Namun para ahli matematika lebih tertarik pada bagaimana Cohn dan Li memperoleh hasil tersebut. Struktur baru mereka terlihat sangat berbeda dari struktur simetris tinggi yang terinspirasi oleh kisi Lintah. Metode berbasis kode yang mereka gunakan untuk menambahkan bola memberi mereka konfigurasi yang lebih tidak beraturan — sesuatu yang benar-benar baru.

Sebuah Jalan Baru ke Depan

Tidak jelas mengapa mengubah rambu akan menciptakan ruang yang cukup untuk lebih banyak bola. Memang benar. “Saya masih terkesima dengan hal itu sekarang,” kata Cohn. Namun penelitian ini menunjukkan bagaimana “perubahan yang tampaknya tidak signifikan membuka atau menutup kemungkinan,” tambahnya. Dalam hal ini, hal ini mengungkapkan betapa sedikitnya pengetahuan ahli matematika tentang masalah ciuman.

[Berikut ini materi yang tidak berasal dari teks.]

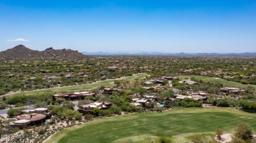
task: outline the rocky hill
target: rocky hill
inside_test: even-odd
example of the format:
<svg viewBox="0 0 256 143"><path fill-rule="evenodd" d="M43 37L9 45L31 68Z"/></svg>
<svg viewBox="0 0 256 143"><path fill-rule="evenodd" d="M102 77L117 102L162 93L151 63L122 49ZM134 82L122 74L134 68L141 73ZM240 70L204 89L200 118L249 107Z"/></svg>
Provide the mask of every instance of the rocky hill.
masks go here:
<svg viewBox="0 0 256 143"><path fill-rule="evenodd" d="M20 44L11 49L1 52L0 59L85 59L88 56L70 49L54 50L49 48L44 51L33 50Z"/></svg>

Saat membuat kode koreksi kesalahan dan pengepakan bola baru, matematikawan umumnya mengandalkan simetri. Itulah yang dilakukan Lintah. Hal ini membuat proses konstruksi lebih mudah dan intuitif. Namun hal ini juga dapat menutup kemungkinan-kemungkinan, sehingga sulit untuk melihat lebih jauh dari solusi bagus untuk struktur lain – struktur yang mungkin memiliki lebih banyak ketidakteraturan atau melibatkan bentuk simetri yang kurang intuitif. “Mungkin kita tidak mendekati kebenaran karena tidak ada penjelasan yang dapat dipahami secara manusiawi,” kata Cohn.

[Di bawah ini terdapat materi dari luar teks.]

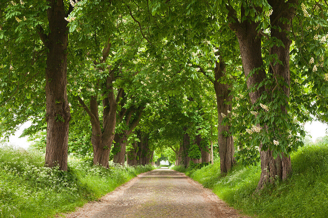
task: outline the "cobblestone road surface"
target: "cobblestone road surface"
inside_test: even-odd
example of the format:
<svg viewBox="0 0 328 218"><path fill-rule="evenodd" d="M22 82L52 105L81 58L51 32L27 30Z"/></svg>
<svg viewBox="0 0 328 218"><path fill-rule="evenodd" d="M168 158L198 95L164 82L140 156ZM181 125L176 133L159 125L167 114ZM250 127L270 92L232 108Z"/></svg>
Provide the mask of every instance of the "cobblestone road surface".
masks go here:
<svg viewBox="0 0 328 218"><path fill-rule="evenodd" d="M167 169L142 173L67 217L247 217L210 190Z"/></svg>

Beberapa hasil terbaru mendukung janji akan kemungkinan-kemungkinan yang kurang dapat diakses ini. Dalam beberapa tahun terakhir, para ahli matematika telah menemukan jawabannya konstruksi baru yang cerdas dalam dimensi 5, 10 dan 11 dengan membengkokkan atau melanggar aturan simetri biasa.

Cohn sangat kagum dengan hasil karya Ferenc Szöllősiseorang matematikawan Hongaria yang dengan sengaja memulai dengan susunan bola suboptimal dalam dimensi empat dan mengembangkannya cocok dengan perkiraan terbaik yang ada di dimensi lima. Selama beberapa dekade, ada dua struktur yang menghasilkan perkiraan tersebut; kebanyakan ahli matematika mengira tidak mungkin ada yang lain. Tiba-tiba di sini ada Szöllősi dengan orang ketiga. “Ini membuktikan bahwa Anda bisa saja terkejut,” kata Cohn, yang kemudian terinspirasi untuk bekerja sama dengan salah satu muridnya temukan yang keempat.

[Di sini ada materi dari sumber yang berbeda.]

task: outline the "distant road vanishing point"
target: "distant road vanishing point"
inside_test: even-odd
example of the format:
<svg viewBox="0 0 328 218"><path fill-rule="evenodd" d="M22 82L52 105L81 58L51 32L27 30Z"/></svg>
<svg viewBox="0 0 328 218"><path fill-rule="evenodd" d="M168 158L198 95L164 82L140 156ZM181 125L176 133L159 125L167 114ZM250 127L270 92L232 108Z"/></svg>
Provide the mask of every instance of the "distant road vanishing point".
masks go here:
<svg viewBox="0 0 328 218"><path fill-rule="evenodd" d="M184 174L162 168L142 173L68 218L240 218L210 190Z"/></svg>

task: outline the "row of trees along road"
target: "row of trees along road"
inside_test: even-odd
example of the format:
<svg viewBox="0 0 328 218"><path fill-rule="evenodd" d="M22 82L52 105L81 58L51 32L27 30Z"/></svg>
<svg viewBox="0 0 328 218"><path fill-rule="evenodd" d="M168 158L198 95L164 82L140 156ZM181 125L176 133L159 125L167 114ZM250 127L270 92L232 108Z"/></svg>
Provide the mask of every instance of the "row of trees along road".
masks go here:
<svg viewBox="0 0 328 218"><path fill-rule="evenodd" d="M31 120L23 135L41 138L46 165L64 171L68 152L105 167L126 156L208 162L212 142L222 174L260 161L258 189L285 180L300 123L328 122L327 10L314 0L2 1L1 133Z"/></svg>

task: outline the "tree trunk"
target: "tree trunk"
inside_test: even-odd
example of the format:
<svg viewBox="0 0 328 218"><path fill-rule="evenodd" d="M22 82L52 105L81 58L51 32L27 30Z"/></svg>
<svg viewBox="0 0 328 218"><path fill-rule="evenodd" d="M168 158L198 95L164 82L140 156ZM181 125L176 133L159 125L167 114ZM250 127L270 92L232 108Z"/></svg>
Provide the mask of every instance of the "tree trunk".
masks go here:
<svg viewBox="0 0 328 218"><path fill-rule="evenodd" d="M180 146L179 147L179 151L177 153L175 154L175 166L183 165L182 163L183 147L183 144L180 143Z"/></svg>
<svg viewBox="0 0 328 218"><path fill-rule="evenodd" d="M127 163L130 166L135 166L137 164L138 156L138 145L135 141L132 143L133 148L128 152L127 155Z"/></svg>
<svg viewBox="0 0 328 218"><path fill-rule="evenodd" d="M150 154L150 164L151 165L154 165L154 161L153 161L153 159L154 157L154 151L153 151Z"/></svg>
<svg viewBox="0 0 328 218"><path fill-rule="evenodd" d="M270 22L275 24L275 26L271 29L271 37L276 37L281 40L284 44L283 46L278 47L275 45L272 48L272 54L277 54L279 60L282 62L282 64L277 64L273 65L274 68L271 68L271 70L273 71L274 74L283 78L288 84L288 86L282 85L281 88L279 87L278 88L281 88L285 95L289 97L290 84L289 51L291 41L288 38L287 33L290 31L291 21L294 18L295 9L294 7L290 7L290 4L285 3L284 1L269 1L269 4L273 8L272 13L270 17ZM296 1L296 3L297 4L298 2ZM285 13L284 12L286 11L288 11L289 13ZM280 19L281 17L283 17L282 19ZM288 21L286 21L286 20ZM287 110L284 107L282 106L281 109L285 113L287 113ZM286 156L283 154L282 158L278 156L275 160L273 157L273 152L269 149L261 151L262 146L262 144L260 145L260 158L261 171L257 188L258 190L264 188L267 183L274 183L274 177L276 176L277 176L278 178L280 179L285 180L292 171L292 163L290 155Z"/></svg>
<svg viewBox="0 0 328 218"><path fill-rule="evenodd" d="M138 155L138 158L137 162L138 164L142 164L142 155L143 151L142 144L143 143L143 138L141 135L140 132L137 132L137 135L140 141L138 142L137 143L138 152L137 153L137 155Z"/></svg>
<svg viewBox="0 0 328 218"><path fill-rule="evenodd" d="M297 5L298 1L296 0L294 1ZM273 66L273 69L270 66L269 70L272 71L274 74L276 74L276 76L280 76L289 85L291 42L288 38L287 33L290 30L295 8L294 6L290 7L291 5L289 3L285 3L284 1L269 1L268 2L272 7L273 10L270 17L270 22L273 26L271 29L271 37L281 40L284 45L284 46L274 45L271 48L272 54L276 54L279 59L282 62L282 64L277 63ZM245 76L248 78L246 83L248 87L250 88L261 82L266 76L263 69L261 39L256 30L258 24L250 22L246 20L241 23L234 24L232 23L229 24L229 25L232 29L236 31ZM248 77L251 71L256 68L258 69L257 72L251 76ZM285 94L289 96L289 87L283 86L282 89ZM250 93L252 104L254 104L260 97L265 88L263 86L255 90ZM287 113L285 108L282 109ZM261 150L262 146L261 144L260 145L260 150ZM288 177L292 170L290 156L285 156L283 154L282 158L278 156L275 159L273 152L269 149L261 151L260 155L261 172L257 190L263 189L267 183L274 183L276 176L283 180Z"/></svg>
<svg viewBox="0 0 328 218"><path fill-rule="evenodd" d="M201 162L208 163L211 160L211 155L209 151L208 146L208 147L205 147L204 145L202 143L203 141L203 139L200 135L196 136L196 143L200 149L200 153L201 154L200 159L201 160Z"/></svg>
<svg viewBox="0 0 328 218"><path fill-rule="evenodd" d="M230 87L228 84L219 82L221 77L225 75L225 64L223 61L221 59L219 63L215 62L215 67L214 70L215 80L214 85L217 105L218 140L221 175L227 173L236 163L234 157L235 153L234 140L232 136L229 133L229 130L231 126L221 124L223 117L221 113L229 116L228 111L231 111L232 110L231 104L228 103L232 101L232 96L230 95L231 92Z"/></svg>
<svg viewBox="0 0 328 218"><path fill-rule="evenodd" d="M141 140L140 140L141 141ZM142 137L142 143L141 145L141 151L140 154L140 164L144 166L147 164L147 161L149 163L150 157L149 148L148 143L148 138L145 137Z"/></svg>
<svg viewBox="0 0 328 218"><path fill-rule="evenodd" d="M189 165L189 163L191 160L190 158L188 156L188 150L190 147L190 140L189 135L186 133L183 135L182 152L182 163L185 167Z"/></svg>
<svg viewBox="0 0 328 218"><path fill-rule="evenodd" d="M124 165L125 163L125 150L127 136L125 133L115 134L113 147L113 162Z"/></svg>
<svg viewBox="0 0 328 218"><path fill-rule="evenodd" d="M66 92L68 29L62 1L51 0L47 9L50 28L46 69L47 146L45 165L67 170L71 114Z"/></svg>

Setiap struktur tidak biasa yang mereka temukan memberi mereka “sedikit petunjuk tentang apa yang sebenarnya terjadi,” tambahnya. “Masalah ciuman masih penuh misteri.”

Sumber

Krystian Wiśniewski
Krystian Wiśniewski is a dedicated Sports Reporter and Editor with a degree in Sports Journalism from He graduated with a degree in Journalism from the University of Warsaw. Bringing over 14 years of international reporting experience, Krystian has covered major sports events across Europe, Asia, and the United States of America. Known for his dynamic storytelling and in-depth analysis, he is passionate about capturing the excitement of sports for global audiences and currently leads sports coverage and editorial projects at Agen BRILink dan BRI.